We have tryed this as well. It seems to work well. I had an idea a few years ago about machining some sleeves to slip over the rolls that would be ajustable like a box brake. You could just slide the collars over to make a path for the pitts without mashing it. Don't know if this will work or not, never got around to trying it.

01-24-2005 04:28 PM

That is a great idea! I have a machine to do it but it is a pain in the ass. Randy, I'm going to try this one this week. I'll let you know how it comes out. Now this is brain power in motion! Bob

bordontn 01-25-2005 07:54 PM

Bob.......I think that if you look closely the rollers don't flatten the pittsburg
seam.It closes because the radius on the outside is larger than the inner part..Your pitts. is close to 1/8" thick>When you roll the wrapper it can't stretch so it closes.
Your pitts. is the same length front and back.The spacers you mentioned would help
give the proper curve to the metal between the pitts.The strips of metal are your best bet. When you form a wrapper the pitts determines the curve..The metal between never has the same radius as the pitts. We used to put a shim of cardboard between the pitts..If you notice when you form a radius throat the metal
wrinkles some.. bordontn

drslater 05-12-2005 12:27 PM

I have used banding straps for this purpose. The straps have a memory and return to the flat after rolling. This allows the straps to be removed easily and are also easy to drive into the pittsburg because of their hardness.
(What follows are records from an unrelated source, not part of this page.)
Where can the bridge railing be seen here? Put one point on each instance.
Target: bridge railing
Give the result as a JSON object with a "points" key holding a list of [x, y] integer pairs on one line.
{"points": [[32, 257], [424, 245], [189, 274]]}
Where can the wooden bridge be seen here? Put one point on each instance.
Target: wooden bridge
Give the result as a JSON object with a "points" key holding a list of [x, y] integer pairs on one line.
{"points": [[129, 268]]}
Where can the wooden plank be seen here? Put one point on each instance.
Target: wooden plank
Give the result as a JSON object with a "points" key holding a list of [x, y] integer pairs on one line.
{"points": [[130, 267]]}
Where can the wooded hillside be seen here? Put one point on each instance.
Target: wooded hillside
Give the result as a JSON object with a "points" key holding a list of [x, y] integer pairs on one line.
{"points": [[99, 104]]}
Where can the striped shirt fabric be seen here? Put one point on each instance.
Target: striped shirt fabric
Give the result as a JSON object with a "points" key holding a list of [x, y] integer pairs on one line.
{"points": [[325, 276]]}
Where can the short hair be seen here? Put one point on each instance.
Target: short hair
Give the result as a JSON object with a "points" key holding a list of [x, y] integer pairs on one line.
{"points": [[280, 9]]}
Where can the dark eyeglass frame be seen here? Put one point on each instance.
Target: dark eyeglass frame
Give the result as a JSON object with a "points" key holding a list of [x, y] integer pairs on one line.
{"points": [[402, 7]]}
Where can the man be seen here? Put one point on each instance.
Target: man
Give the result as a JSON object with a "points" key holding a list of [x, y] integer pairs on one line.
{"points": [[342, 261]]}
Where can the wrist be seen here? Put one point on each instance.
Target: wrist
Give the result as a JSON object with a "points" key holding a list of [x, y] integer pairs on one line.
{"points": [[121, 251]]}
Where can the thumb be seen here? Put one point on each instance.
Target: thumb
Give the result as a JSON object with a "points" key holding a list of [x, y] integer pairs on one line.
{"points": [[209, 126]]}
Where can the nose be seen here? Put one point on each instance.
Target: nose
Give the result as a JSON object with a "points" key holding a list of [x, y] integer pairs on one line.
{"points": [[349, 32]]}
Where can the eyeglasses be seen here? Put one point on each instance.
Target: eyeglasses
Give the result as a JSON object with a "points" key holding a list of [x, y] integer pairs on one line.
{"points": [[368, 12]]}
Another technique is to pre-roll the throat and heel fills prior to running the pittsburg. This works great on larger fittings.

kodie 05-15-2005 08:03 PM

preroll wrapper first then run pitt. and lift up as it comes out . will not work on throats

tinman101 10-13-2006 07:19 PM

adjust the bottom roll just enough to grab your wrapper piece and over roll it a little bit. Then use a pair of nippers in the open position, hook the raw edge and open the pittsburg.The extra roll will automatictly return to the proper radius.and the cheek
fits good.Then go to town knocken it together.Another easy way on big elbows is roll it over the edge of the bench, then open the pittsburgs as above.A third way on really big elbows is to lay it on the floor, step on the pittsburgs with both feet and from the end of the piece pull up towards yourself backing down the piiitburgs a little at a time until you have a good radius.Then open the pittsburg as above. It works like a charm. tinman101

fogcrawler 04-01-2008 11:46 PM

Randy,
I had to do that yesterday...
Made a large ogee fitting.
Ran 'em through the machine and realized very quick that I didn't form my wrappers in the flat first... Oops.
took some 24 ga strips, plugged them into the grooves and it worked fine, except it took a few extra minutes.
My shop foreman showed me that trick... Forming, wrappers, cheeks and throats in the flat first before doing the locks.
The pittsburg machine will flatten the sheet again but there is some memory of the bend forming left in there, 'cause they go back into the bend with little effort.

rothalion 04-04-2008 06:04 PM

I use copper strips to gain some space the are mallable and provide just the right clearance.

Tets11 04-04-2008 08:56 PM

I just run my pittsburgh in the burring machine after it is formed and it opens it up beautifully.